Hakkında
29 Aralık 1965; Ankara’da camların buzdan kristal çiçeklerle parladığı bir kış günü başladı garip yolculuğuna…
Tam 20 yıl, bir zamanlar mağrur, soylu, biraz mahcup, yalnızlığıyla kendi üstüne kapalı, fazlasıyla siyasi o ‘yokuş şehrin’ badem ağaçlı sokaklarında, loş okul kantinlerinde, rutubetli sinema salonlarında, kalabalık tiyatro fuayelerinde, dostlarıyla buluştuğu çay bahçelerinde, pudra kokan kitapçılarında, ıssız parklarında dolaştı durdu.

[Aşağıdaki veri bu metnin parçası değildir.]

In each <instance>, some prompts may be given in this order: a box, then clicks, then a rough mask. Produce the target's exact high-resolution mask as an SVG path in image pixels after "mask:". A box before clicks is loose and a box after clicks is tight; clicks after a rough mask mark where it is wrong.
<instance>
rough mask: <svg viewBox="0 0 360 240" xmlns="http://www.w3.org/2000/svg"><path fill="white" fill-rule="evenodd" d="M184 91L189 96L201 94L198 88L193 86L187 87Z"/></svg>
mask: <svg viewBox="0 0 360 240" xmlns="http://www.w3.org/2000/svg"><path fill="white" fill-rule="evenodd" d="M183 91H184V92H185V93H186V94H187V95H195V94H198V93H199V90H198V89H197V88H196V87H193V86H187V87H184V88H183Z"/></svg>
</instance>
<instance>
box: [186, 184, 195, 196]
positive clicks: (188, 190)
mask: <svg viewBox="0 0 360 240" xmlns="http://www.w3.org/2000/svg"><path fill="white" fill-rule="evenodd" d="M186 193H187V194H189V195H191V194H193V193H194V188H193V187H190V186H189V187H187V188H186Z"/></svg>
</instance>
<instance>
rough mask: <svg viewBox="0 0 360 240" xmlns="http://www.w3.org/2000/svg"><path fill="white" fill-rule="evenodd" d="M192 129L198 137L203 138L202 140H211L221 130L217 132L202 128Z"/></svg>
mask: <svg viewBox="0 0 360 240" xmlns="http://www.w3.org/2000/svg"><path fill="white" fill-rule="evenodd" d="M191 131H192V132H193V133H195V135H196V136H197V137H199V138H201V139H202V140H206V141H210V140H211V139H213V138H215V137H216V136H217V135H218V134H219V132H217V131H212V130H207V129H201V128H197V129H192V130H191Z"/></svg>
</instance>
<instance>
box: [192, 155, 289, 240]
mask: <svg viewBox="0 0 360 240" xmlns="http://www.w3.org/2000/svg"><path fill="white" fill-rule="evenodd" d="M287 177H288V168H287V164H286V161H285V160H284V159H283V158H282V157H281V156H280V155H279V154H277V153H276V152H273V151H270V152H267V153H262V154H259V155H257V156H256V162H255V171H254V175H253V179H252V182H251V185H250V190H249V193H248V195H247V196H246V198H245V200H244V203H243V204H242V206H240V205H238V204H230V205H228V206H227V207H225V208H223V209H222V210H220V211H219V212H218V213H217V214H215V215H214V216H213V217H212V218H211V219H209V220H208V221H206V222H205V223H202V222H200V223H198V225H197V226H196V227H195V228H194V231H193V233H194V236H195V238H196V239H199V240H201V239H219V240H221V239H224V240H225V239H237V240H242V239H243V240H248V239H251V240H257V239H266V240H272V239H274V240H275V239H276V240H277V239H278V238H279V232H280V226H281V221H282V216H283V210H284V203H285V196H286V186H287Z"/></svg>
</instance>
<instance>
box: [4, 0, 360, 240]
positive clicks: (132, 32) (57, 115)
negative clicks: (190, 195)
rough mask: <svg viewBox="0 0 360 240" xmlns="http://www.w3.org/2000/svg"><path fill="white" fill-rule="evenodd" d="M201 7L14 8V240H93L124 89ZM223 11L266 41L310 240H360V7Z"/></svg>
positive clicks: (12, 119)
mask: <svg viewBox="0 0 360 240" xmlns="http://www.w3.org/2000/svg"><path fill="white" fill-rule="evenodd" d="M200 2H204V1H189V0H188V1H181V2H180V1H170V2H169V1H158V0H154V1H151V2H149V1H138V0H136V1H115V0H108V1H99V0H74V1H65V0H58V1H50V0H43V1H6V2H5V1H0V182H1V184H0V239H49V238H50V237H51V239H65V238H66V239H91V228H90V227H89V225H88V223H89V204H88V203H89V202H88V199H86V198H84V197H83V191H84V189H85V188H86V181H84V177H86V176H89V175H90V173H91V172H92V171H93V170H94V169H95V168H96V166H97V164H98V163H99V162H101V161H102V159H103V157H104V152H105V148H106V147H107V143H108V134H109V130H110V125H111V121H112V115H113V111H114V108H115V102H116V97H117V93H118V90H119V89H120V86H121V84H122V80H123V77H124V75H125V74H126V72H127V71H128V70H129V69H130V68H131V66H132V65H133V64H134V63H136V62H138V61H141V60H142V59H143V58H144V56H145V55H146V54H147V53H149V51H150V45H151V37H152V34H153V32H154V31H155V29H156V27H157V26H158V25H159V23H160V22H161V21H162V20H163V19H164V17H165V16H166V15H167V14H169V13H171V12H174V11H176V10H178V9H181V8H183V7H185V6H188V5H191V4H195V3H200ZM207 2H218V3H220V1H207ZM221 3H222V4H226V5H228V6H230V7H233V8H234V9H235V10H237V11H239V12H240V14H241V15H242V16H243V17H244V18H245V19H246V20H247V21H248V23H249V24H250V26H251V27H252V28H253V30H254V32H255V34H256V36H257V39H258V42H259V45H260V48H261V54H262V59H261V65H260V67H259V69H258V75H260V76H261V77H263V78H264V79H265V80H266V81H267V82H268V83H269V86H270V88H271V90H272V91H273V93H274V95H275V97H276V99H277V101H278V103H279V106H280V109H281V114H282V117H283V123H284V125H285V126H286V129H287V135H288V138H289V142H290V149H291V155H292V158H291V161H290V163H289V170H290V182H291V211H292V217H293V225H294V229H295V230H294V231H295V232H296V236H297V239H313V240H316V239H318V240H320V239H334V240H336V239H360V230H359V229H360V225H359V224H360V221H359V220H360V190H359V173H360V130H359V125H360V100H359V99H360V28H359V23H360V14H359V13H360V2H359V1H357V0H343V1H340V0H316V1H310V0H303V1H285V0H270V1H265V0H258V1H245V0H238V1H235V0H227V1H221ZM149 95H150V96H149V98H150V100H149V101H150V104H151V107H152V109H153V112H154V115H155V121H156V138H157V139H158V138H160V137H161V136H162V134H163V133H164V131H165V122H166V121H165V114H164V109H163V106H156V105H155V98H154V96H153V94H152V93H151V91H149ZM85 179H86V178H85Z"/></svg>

Kolej yıllarında Shakespeare’in hayal gücünü besleyen ‘gerçekçi’ sesiyle tanışınca İngiliz kültürünü ve edebiyatını sevdi. O büyülü andan beri kendisini İngiliz sananlara hiç itiraz etmiyor. Okulu bitirince İtalyan dili ve edebiyatıyla başka coğrafyalara seyahat etmek istedi. Ama kader işte, hocalarından birisinin işgüzarlığı yüzünden yanlışlıkla iktisat okudu. Çok sıkıldı; arkasına bakmadan Fransa’ya kaçtı.
Strasbourg Üniversitesi’nde başka bir lisanla, kültürle tanıştı. Bisikletle nehir kenarında dolaştı; öğrenci kahvelerinde özgürlüğün tadını çıkarttı.
Paris’e taşındığında, ‘serseri gençlik’ hülyalarını uzatmak istediği için turizm okudu. Haliyle dönünce kendini otel yöneticileriyle toplantı yaparken buldu. Ve elbette yine çok sıkıldı.
Sıkıntısını gidermek için dergilerde yazmaya başladı. O işi çok sevdi. Muhtelif dergi ve gazetelerde muhabir, röportajcı, editör, yayın yönetmeni, yazar, yayın direktörü ve danışmanı olarak çalıştı.
Hâlâ kelimelerin, okuyanın/yazanın kaderini değiştirebileceğine, edebiyatın insanı ‘iyileştirdiğine’ inandığı için yazıyor.
Gelecekte ne olacağını henüz bilmiyor.